Iwata, one of the BOJ's two deputy governors and an architect of the bank's radical stimulus programme, said monetary policy cannot immediately fix short-term fluctuations in inflation driven by external factors such as oil price falls. "It takes time for monetary policy to affect prices ... But eventually, it's monetary policy that determines the broad price trend," he told business leaders in Sendai, northeastern Japan.
The BOJ stunned markets by expanding its stimulus in October last year as it attempted to prevent slumping oil prices, and a subsequent slowdown in price growth, from hurting sentiment.
But oil prices have fallen by a further 50 per cent since then, pushing core consumer inflation to a quarter of the BOJ's 2 per cent target and stoking expectations it could ease again.
Iwata said that despite the short-term pressure from oil, there was no change to the BOJ's view that inflation will accelerate in the long run as the economy recovers from the shock of last April's sales tax hike, and starts to feel the benefits of lower fuel costs.
The BOJ must be mindful of the risk that the slowdown in inflation may delay a shift in the public's deflationary mindset, Iwata said. "To forestall such risks ... we expanded our stimulus in October last year." In deploying its "quantitative and qualitative easing" (QQE) in April 2013, the BOJ pledged to hit its inflation target in"about two years." That timeframe has put the BOJ in a bind as tumbling oil prices force it to further qualify its inflation goals, a move that could prove self-defeating by tempering price expectations.

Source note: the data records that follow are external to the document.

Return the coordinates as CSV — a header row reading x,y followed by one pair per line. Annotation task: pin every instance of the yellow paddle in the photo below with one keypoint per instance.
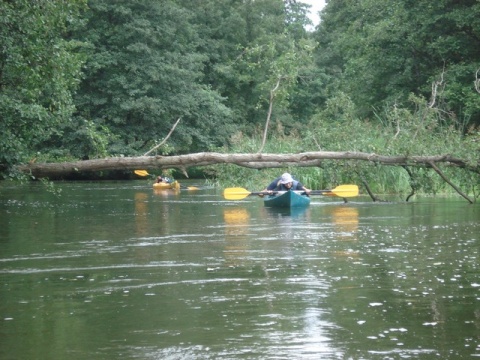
x,y
343,191
141,172
145,173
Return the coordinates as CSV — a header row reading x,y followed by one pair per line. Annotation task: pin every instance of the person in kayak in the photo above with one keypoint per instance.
x,y
285,183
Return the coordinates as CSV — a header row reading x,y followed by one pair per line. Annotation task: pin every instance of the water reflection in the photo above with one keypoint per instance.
x,y
236,231
293,212
98,277
141,219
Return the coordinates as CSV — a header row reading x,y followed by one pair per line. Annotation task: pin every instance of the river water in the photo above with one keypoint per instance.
x,y
115,270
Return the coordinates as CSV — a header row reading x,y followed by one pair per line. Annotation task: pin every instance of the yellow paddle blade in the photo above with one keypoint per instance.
x,y
235,193
344,191
141,172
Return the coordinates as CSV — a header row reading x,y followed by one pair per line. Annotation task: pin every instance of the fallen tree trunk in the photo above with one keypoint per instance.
x,y
182,162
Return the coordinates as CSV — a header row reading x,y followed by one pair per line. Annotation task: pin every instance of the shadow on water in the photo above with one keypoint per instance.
x,y
115,270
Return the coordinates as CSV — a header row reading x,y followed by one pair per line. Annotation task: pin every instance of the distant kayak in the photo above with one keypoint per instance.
x,y
166,186
287,199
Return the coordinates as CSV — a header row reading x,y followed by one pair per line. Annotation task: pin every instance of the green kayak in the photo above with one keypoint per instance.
x,y
287,199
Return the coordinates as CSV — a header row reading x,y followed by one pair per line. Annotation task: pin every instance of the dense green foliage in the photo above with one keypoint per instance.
x,y
39,70
95,78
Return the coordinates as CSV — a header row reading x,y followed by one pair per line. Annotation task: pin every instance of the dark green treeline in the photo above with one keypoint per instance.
x,y
85,79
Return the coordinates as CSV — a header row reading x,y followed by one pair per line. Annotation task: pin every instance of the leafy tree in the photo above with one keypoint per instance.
x,y
144,71
381,51
39,69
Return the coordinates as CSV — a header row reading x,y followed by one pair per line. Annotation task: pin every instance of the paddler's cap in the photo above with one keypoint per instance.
x,y
286,178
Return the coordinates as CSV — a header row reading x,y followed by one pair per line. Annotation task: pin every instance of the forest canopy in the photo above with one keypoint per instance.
x,y
100,78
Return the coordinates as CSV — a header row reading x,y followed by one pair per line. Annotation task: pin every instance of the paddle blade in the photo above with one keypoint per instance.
x,y
344,191
235,193
141,172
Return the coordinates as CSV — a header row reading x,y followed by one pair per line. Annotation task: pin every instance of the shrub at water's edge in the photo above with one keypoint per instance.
x,y
394,132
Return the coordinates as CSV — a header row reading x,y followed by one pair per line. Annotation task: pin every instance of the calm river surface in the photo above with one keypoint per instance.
x,y
114,270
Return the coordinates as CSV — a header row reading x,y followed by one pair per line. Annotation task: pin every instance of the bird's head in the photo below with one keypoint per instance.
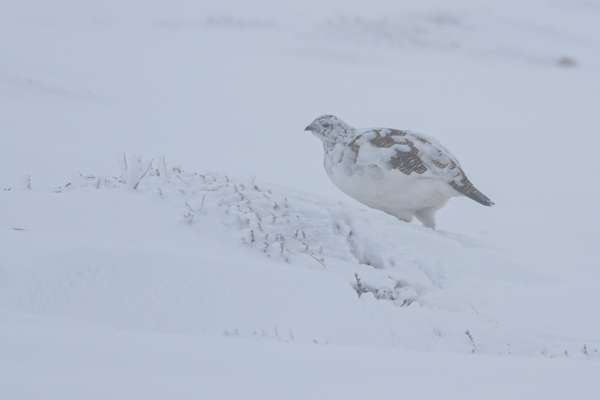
x,y
329,128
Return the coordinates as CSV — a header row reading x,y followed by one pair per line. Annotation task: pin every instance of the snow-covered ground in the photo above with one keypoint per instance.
x,y
222,263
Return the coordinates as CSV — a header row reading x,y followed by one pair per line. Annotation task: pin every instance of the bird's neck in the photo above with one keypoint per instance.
x,y
342,135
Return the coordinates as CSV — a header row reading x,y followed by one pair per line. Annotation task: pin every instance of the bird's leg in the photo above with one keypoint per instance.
x,y
427,217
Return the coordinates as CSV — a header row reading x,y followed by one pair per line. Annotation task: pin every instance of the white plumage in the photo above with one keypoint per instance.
x,y
402,173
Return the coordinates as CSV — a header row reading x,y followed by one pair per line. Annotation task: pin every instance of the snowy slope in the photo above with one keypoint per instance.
x,y
246,263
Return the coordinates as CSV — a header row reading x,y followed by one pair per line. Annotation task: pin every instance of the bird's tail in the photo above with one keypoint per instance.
x,y
468,189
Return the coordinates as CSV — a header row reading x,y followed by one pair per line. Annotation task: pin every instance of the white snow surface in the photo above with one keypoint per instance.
x,y
244,272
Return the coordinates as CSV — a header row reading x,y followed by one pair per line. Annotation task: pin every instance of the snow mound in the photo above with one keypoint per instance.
x,y
244,258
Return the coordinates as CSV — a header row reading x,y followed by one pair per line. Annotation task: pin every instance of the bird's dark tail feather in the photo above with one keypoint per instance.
x,y
468,189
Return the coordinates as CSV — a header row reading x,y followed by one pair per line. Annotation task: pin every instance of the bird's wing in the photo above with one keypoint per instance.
x,y
414,153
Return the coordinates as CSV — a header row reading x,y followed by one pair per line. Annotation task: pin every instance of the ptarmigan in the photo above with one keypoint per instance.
x,y
400,172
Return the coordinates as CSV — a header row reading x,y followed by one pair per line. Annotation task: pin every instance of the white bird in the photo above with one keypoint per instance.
x,y
403,173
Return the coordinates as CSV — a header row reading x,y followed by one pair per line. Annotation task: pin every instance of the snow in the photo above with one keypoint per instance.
x,y
244,272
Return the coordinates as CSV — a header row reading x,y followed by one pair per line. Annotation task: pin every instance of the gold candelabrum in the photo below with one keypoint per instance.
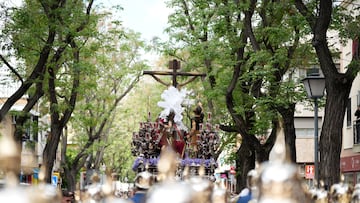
x,y
275,181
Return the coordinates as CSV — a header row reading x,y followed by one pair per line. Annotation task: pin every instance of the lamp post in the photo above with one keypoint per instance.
x,y
315,85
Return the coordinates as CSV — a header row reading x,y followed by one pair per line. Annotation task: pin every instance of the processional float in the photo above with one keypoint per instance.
x,y
195,145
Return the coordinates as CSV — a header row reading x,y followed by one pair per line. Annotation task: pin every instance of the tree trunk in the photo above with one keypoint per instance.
x,y
49,154
245,161
287,115
331,133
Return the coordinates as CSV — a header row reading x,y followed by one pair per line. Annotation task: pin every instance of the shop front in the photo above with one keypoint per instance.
x,y
350,168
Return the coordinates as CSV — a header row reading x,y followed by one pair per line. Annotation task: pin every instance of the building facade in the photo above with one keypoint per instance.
x,y
350,155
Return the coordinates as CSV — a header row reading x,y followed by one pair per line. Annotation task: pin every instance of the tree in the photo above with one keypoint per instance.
x,y
216,34
46,36
320,16
117,68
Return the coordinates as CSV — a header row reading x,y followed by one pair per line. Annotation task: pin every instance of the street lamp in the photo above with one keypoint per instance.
x,y
315,85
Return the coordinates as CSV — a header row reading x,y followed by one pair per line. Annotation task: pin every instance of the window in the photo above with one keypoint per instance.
x,y
304,132
348,113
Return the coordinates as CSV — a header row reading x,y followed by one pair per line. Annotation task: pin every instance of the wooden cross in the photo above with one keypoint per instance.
x,y
174,65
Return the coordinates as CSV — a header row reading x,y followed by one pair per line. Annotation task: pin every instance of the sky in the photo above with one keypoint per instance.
x,y
149,17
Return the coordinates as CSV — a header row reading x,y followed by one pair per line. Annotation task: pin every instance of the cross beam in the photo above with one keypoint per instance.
x,y
174,65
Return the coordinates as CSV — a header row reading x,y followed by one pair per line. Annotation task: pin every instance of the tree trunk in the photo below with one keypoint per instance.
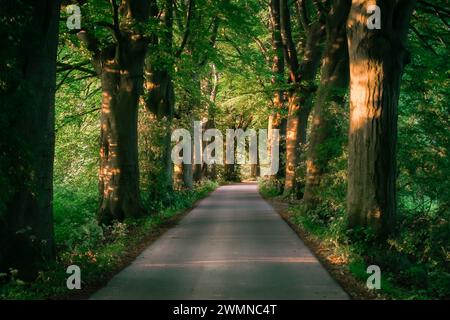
x,y
377,60
329,98
26,225
120,65
278,116
160,100
301,92
160,93
119,170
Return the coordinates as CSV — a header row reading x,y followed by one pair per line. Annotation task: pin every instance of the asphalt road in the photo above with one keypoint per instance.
x,y
233,245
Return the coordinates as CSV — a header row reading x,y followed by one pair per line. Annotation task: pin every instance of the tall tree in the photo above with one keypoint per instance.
x,y
301,75
28,75
329,99
120,64
377,60
277,119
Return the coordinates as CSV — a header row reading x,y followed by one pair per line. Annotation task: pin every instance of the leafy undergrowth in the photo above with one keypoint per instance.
x,y
99,251
414,263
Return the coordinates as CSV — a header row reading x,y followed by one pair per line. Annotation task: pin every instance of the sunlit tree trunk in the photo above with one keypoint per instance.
x,y
300,94
329,100
377,60
120,65
26,221
160,93
278,117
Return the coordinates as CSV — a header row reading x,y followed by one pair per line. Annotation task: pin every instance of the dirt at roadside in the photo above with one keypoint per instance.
x,y
337,268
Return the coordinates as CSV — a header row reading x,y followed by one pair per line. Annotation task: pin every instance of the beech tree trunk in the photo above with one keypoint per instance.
x,y
377,60
300,95
120,65
329,99
278,117
26,221
160,93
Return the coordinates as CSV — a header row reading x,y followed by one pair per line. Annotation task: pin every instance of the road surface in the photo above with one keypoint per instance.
x,y
233,245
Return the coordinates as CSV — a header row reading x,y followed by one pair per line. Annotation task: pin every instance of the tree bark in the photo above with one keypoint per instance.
x,y
278,116
26,225
377,60
329,99
160,93
300,95
120,65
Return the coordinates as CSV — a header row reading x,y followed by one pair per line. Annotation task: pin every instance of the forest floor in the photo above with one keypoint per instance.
x,y
326,254
232,245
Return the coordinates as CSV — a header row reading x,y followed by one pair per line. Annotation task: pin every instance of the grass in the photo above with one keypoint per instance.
x,y
100,252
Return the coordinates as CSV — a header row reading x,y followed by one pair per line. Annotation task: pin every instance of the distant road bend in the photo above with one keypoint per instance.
x,y
233,245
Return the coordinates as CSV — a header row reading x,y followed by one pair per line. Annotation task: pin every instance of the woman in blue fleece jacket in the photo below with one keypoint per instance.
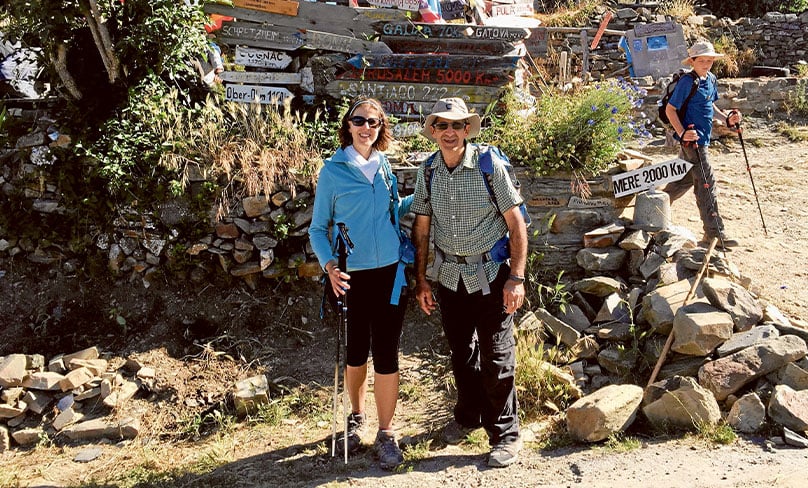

Iwata defended the timeframe, saying that it was based on the experience of other central banks which found it took about 18 months to 24 months to guide prices to roughly meet their targets. "In a country that suffered from 15 years of deflation, it wasn't enough to say the BOJ will hit its inflation target in the medium-term perspective," Iwata said. "It's a more binding commitment than other central banks'."